Veolia’s Orion packaged Purified Water system has, as standard, single or twin pass RO, membrane degassing to remove dissolved carbon dioxide, volatile organics and oxygen, and final continuous electro-deionisation to achieve a conductivity of less than 1,0µS/cm at the point of use. It is fully heat sanitisable and with the addition of an optional ultrafiltration module to ensure endotoxin removal - it meets all the requirements of the new WFI Monograph.

Apart from the cost savings, membrane systems have a number of other benefits. They have a smaller footprint and because they operate at ambient temperature, present less of a hazard to operators. But it is not quite as simple as it sounds. Another factor to consider is that RO systems operate at ambient temperature, and this can lead to the formation of biofilms. These are notoriously difficult to remove and, because they protect microorganisms from disinfection chemicals, can result in rapid re-growth and proliferation, as well as increasing the likelihood of microbiological by-products, such as endotoxins, throughout a system. Some membrane systems, including Veolia’s Orion, are designed to be heat sanitised and can control the formation of biofilms. But it’s vital to remember that not all RO systems meet this criterion and it is imperative that the correct RO be used.

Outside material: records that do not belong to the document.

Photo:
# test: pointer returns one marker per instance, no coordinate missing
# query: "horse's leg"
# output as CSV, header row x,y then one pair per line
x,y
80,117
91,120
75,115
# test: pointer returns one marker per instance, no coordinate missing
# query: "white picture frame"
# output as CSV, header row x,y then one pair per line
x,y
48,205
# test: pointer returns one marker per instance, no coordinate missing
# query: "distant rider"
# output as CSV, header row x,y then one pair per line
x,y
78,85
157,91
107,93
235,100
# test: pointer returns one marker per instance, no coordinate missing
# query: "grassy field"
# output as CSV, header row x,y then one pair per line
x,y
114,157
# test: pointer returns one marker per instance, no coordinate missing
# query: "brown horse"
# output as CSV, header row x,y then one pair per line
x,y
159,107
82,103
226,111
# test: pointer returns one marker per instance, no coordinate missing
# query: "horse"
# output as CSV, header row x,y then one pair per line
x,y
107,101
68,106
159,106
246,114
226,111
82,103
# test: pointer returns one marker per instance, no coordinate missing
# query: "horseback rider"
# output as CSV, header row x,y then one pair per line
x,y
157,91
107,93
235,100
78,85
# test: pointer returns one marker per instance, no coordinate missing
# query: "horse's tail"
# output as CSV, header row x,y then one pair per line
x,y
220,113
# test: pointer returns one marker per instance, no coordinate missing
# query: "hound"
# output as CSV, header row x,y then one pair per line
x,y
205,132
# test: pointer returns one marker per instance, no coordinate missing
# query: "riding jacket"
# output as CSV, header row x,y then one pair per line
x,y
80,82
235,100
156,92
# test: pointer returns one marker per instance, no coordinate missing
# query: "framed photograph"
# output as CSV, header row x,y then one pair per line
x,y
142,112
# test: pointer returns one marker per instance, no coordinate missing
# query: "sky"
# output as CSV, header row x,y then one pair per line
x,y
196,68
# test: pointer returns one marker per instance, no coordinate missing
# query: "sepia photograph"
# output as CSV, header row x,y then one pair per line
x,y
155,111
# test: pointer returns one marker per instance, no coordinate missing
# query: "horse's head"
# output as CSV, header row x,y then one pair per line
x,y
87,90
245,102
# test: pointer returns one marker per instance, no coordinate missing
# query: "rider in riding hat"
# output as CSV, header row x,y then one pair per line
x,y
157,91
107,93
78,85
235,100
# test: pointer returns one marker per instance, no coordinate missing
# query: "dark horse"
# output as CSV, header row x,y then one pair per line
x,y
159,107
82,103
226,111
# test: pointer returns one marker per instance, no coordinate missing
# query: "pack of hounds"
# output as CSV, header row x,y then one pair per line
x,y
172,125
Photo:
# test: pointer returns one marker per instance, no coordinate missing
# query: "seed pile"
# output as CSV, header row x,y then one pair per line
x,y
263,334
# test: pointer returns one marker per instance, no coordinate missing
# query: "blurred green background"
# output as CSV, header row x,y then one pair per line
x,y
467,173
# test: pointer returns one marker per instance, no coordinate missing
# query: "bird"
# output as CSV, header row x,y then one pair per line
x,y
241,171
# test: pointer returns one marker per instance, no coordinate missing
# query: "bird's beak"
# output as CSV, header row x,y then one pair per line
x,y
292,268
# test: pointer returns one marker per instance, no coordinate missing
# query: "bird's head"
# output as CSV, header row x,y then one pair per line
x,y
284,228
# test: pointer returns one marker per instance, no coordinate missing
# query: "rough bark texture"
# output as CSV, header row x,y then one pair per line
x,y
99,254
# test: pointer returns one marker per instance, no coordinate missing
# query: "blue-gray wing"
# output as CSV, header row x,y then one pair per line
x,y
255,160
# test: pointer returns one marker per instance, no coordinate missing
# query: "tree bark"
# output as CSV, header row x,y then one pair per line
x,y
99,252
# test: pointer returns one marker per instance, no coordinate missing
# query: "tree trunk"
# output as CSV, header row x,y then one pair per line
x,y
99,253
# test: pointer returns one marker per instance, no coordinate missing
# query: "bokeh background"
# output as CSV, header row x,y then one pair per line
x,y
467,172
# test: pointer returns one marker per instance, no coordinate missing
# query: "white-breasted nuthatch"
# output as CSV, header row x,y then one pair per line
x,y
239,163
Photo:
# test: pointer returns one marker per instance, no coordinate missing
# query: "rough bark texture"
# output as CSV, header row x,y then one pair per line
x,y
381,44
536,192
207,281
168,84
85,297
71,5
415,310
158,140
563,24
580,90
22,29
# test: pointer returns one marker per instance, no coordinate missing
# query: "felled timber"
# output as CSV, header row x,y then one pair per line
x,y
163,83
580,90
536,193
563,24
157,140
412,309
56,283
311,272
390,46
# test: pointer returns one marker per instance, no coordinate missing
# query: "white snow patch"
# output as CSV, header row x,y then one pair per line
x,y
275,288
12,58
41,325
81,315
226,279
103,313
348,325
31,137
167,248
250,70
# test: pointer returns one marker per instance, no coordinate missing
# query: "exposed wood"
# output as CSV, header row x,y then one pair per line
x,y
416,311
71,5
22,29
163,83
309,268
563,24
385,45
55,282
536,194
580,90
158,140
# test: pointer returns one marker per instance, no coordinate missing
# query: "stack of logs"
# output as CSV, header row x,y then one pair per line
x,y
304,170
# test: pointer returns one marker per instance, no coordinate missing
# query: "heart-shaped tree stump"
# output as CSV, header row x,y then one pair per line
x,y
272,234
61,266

A further factor which might militate against a change from distillation is the requirement, written into the Monograph, that notice must be given to the supervisory authority of the manufacturer before implementation of a membrane system for both new and existing drug manufacturing protocols. This will involve extensive validation procedures and associated documentation.

It may seem self-evident, but the Monograph states that “For all methods of production,correct operation monitoring and maintenance of the system are essential. In order to ensure the appropriate quality of the water, validated procedures, in-process monitoring of the electrical conductivity, and regular monitoring of total organic carbon and microbial contamination are applied. The first portion of water obtained when the system begins to function is discarded. Water for injections in bulk is stored and distributed in conditions designed to prevent the growth of micro-organisms and to avoid any other contamination.” This reinforces the ISPE Baseline^® Pharmaceutical Engineering Guide on Water and Steam Systems.